Leverage Davis AI to Analyze your System before Things Break
Science & Technology
Introduction
Welcome to the observability clinic! We appreciate your participation in this live presentation. Today, we are excited to share a groundbreaking feature within Dynatrace's Davis AI. Many of you who have ventured into performance engineering will find this new capability invaluable and perhaps even fabulous.
Introduction
Today, we have Wolfgang Beer, a principal product manager, speaking about the newest improvements in Davis AI. We are looking at how Davis can now assist in exploratory analyses to optimize various systems, particularly Kubernetes workloads.
Housekeeping Rules
For our live audience, we encourage you to utilize the Q&A panel, as you won't be able to respond via microphone or chat directly. We will address your questions during the next hour.
The New Davis Exploratory AI Analysis Feature
Wolfgang expressed his excitement about finally pushing this new functionality into production. The feature allows for manual triggering of Davis AI analyses, marking a significant enhancement above the existing automation. The focus today is on how you can leverage this exploratory analysis capability effectively.
Understanding Davis AI Exploratory Analysis
Davis AI has been a reliable solution for detecting anomalies, reducing noise, and structuring problems over the past 18 months. The newly introduced feature—exploratory analysis—adds a layer on top of previous functionalities. It allows users to conduct deeper, on-demand investigations into data situations that can lead to system optimizations.
Manual Triggering
The exploratory analysis means that when you notice a peculiar trend in a chart, you can engage Davis AI with a simple click to analyze that metric and related signals automatically. This shifts from a reactive problem-solving approach to a proactive exploratory analysis.
Practical Application in Kubernetes
In our session, we delved into a Kubernetes use case. As organizations transition to Kubernetes, it is common to spin up multiple clusters efficiently. However, costs can spiral out of control quickly due to various factors such as cloud management fees, networking charges, and resource utilization rates.
Optimizing Costs
One key focus for organizations is optimizing charges based on workload resource definitions. The discussion covered critical concepts such as CPU requests and limits and their impacts on operational efficiency. In a practical example, an e-commerce company faced challenges related to excessive resource requests leading to throttling and service disruptions.

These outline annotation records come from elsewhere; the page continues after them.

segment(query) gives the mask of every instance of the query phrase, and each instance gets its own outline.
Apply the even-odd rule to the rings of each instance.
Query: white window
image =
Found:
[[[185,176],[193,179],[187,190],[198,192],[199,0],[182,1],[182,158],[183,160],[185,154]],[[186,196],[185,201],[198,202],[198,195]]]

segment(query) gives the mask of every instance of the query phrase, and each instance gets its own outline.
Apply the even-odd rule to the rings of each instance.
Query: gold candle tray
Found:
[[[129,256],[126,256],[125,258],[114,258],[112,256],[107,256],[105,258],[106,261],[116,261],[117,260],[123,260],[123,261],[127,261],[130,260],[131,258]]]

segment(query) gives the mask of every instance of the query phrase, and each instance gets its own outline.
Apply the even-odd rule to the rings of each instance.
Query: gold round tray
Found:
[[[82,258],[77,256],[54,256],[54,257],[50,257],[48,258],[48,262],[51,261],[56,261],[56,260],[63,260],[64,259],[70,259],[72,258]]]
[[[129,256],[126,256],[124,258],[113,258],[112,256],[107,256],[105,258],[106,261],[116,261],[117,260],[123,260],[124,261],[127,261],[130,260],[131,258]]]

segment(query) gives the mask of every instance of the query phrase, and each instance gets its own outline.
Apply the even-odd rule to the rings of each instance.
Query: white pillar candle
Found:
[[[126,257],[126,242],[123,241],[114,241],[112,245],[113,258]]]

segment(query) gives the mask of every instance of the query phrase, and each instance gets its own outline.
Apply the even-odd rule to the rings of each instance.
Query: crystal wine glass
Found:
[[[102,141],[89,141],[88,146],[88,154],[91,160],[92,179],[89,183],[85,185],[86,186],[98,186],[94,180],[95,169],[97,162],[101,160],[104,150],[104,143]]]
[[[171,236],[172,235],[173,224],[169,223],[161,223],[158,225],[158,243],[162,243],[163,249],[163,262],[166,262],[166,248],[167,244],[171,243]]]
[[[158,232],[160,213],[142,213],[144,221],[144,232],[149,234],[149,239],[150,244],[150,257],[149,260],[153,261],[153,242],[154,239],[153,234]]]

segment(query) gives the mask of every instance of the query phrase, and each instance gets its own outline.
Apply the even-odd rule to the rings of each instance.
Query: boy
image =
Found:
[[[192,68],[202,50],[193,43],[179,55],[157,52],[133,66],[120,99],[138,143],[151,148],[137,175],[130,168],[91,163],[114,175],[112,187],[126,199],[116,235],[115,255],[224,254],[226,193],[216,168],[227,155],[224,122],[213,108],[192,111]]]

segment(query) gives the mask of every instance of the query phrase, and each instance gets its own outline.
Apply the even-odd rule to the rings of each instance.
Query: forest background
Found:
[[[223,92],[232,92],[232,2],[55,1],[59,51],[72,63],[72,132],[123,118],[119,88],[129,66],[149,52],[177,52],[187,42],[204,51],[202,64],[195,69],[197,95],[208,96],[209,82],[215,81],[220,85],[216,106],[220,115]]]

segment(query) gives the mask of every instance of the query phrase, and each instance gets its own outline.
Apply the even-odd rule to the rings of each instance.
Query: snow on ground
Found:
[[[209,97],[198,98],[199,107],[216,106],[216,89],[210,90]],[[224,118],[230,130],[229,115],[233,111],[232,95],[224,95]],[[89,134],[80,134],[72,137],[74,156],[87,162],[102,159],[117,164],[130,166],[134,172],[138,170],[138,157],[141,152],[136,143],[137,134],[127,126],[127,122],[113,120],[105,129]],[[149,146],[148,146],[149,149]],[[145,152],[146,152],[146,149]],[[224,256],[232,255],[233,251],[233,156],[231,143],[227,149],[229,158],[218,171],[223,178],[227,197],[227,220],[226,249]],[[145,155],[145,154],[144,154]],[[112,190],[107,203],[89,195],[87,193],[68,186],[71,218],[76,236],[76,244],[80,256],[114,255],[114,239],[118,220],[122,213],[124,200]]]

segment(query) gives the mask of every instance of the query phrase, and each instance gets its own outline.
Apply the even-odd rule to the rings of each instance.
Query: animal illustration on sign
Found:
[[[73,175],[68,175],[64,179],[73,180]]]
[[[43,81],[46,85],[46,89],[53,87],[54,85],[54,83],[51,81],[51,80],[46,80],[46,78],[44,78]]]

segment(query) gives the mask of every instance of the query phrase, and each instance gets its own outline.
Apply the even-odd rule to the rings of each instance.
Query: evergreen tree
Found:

Leveraging Davis for Optimization
Through the use of Davis AI, performance engineers can interactively explore and analyze metrics to find inefficiencies within their workloads. With Davis's focus on correlation analysis, engineers can determine actionable insights that lead to informed adjustments of their workloads—saving time and improving efficiency.
Conclusion
In summary, this newly integrated exploratory analysis capability of Davis AI represents a transformative step for performance engineering. It empowers users to harness data intelligently, making it easier to optimize workloads and reduce operational costs effectively.
Documentation and Future Releases
All the details regarding the underlying algorithms, methodologies, and further enhancements to Davis AI will be documented transparently. Upcoming features include predictive analytics and event log signal integration to further enhance the capability of the platform.
Keyword
- Davis AI
- Exploratory Analysis
- System Optimization
- Kubernetes
- Performance Engineering
- Resource Requests
- Cost Optimization
- Throttling
FAQ
What is the new Davis AI exploratory analysis feature? The exploratory analysis feature allows users to manually trigger analyses on specific metrics to find correlations and optimize system performance.
How can I leverage Davis AI in a Kubernetes environment? Users can apply Davis AI to analyze workloads in Kubernetes to optimize resource utilization and reduce costs associated with running clusters.
What are some common pitfalls when configuring Kubernetes workloads? Common issues include setting overly aggressive CPU requests leading to throttling, ultimately resulting in decreased performance and increased operational costs.
Will there be future updates to Davis AI's capabilities? Yes, there are future features planned, including predictive analytics and enhanced log signal incorporation to provide deeper insights.
Where can I find more documentation about the Davis AI features? Comprehensive documentation and transparency regarding the algorithms and methodologies behind Davis AI are available on the official Dynatrace help portal.